The successful completion of this deal could very well trigger further cross-border transactions in the European banking sector, setting a precedent for other mid-tier national banks seeking long-term viability through strategic alliances or acquisitions.
France’s BPCE to acquire 75% of Portugal’s Novo Banco from Lone Star in a €6.4bn deal, marking one of Europe’s biggest banking mergers and signalling a wave of cross-border consolidation.

Conclusion

The acquisition of Novo Banco by France’s BPCE marks a significant milestone in European banking, symbolising not just the revival of cross-border mergers but also growing confidence in Portugal’s financial system. For BPCE, it’s a strategic expansion into a dynamic retail market, while for Novo Banco, it represents the culmination of a decade-long recovery from crisis toward stability and profitability.
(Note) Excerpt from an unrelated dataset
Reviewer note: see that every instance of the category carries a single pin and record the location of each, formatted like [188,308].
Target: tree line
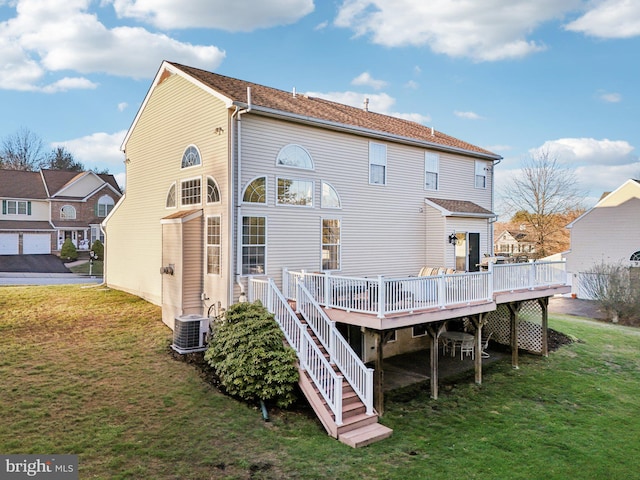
[25,150]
As European banks increasingly look beyond their borders for growth and resilience, this deal underscores a broader shift in the industry—one where regional integration, consolidation, and long-term vision take centre stage. If completed as planned, this merger could serve as a blueprint for future transactions across the continent, ushering in a new era of cooperative strength in European finance.